Did the company use a relational database to deal with the billing and subsequent adjustments? I've been there: it can be more straightforward to use an event streaming approach that recalculates billing as new events arrive.
Yes, almost everything ended as temporal or bitemporal model. Pain to work with. Even for simple questions like "What is the customer #1234 company name?" the system needs to know when are you asking.
In field metering situations you can have the timeline of each meter, when it records data points, and then you have the different timeline of the backend service, when it actually _receives_ data points.
Bonus points if the meters can send data out of order.
I did a tender for aggregating events and emitting notifications from a fleet of transport vehicles that reported metrics over LTE.
When connected they would emit events as they happened, but when there was poor service or disconnection they would buffer them and send them as a burst once they reconnected... in reverse order.
I forget the finer details, but the service I was writing was supposed to notify of trucks entering and leaving geofences, inactivity etc. anything you can think of where the order of events is important.
In a time-series (or event) table you have one date - when the data point is valid (event occurred).
In a temporal table you have two dates - interval when the data is valid.
In a bitemporal table you have two intervals. First describes when the data is valid in real world, the second when does the system know about the real-world state.
I.e. if company changed address on 2022-05-01 but the system will not get that information until three day later (2022-05-03) you have two validity intervals.

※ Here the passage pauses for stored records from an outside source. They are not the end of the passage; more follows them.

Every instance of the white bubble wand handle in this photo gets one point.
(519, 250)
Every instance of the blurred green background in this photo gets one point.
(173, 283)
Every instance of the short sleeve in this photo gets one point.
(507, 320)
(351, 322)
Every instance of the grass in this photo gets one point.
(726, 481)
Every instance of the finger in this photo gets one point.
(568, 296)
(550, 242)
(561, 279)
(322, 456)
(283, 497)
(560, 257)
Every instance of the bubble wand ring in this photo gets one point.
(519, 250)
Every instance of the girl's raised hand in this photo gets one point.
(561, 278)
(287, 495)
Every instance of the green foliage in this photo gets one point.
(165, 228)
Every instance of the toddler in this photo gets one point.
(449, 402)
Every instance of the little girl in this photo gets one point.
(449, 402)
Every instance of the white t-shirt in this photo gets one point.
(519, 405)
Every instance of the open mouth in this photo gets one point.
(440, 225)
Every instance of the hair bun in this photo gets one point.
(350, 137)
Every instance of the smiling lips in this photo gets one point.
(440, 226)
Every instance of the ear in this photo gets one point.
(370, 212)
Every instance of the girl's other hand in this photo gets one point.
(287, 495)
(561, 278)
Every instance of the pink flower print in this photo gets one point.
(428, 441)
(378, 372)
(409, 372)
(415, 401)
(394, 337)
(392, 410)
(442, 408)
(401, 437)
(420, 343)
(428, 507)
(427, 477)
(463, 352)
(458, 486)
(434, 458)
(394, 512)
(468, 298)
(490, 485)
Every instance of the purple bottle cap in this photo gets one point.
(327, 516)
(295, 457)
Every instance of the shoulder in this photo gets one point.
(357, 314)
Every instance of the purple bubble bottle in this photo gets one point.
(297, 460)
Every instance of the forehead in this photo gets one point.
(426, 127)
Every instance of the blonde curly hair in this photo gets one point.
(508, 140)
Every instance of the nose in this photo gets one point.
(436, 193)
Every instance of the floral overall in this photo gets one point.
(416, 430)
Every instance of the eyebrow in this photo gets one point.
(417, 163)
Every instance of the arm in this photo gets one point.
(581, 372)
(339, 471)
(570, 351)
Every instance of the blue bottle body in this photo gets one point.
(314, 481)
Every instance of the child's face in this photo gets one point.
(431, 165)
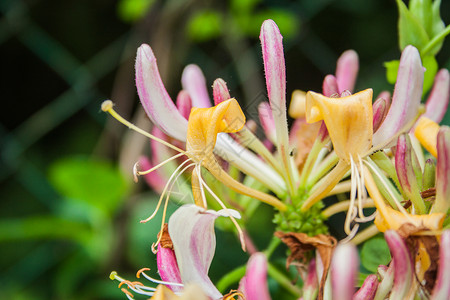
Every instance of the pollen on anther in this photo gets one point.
(138, 274)
(107, 105)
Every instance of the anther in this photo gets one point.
(138, 274)
(107, 105)
(127, 292)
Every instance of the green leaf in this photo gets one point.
(133, 10)
(410, 30)
(42, 227)
(423, 11)
(431, 66)
(375, 252)
(391, 70)
(95, 182)
(204, 26)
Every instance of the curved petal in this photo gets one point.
(442, 287)
(194, 82)
(168, 268)
(254, 283)
(184, 104)
(191, 229)
(405, 101)
(220, 91)
(403, 265)
(344, 267)
(438, 100)
(154, 98)
(347, 71)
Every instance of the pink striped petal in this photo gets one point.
(347, 70)
(220, 91)
(344, 267)
(168, 267)
(275, 70)
(406, 99)
(442, 202)
(267, 121)
(442, 286)
(154, 98)
(254, 284)
(403, 265)
(438, 100)
(184, 104)
(191, 229)
(368, 289)
(330, 86)
(194, 82)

Then you may ask - what was the company address on 2022-05-02? And what did the system think the address was on 2022-05-02? You will get two different answers. This is important if you need e.g. to make a correction to previously issued invoice. You need to know what data was used for original invoice and what data should have been used.

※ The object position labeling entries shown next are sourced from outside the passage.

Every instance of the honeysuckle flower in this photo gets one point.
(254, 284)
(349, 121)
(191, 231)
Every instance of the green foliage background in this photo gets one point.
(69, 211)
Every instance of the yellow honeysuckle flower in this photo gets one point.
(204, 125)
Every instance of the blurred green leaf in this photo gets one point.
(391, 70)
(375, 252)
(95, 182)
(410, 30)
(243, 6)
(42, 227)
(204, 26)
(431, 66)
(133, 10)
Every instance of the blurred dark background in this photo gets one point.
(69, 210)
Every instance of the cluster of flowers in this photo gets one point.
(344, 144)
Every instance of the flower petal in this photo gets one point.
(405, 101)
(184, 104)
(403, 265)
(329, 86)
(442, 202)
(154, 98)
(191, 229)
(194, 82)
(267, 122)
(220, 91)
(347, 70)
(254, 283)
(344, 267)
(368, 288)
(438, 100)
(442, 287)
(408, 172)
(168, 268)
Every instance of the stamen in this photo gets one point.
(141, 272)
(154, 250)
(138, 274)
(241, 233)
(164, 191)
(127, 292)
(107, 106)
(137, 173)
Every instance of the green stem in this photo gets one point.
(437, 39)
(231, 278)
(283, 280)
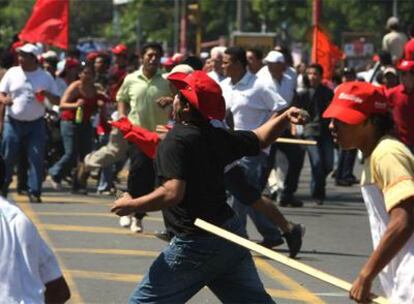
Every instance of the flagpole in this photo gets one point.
(316, 15)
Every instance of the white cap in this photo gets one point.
(181, 68)
(30, 49)
(274, 57)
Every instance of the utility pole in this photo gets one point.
(183, 25)
(395, 8)
(240, 14)
(176, 24)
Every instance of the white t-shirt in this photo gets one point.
(250, 101)
(22, 86)
(286, 88)
(26, 262)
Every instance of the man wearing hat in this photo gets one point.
(22, 91)
(189, 168)
(401, 99)
(395, 40)
(360, 119)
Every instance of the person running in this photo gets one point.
(189, 168)
(360, 120)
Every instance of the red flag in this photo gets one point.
(325, 52)
(49, 23)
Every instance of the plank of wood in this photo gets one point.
(323, 276)
(285, 140)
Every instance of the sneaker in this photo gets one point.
(55, 184)
(271, 243)
(294, 202)
(136, 225)
(125, 221)
(34, 198)
(163, 235)
(294, 239)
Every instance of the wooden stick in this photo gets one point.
(285, 140)
(281, 258)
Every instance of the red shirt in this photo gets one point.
(402, 105)
(89, 108)
(409, 50)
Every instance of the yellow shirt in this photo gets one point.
(141, 94)
(391, 168)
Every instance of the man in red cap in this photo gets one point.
(402, 103)
(360, 120)
(189, 168)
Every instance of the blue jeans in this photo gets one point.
(77, 142)
(189, 263)
(106, 175)
(32, 137)
(256, 171)
(321, 161)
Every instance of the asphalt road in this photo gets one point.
(103, 262)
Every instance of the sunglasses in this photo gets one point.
(408, 73)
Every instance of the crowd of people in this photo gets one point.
(197, 136)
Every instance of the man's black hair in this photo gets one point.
(152, 45)
(383, 122)
(258, 53)
(195, 62)
(105, 58)
(237, 54)
(317, 67)
(385, 58)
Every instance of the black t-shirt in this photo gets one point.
(198, 154)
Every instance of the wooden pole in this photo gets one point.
(320, 275)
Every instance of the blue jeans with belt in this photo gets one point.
(31, 135)
(256, 169)
(189, 263)
(77, 141)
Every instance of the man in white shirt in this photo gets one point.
(22, 92)
(395, 40)
(251, 103)
(274, 75)
(29, 272)
(216, 56)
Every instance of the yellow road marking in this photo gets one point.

In my opinion, the best way to do it is ingesting events in a relational db with an idempotency key to prevent duplicated events. Some companies don't need real time billing data, so you could just use it to aggregate these events with the aggregation function that fits your need for a certain feature. Thus, you have the flexibility of (i) calculating pretty much everything you want, (ii) give granularity of usage to your customers and (iii) be closer to real time (you play the query anytime you need it).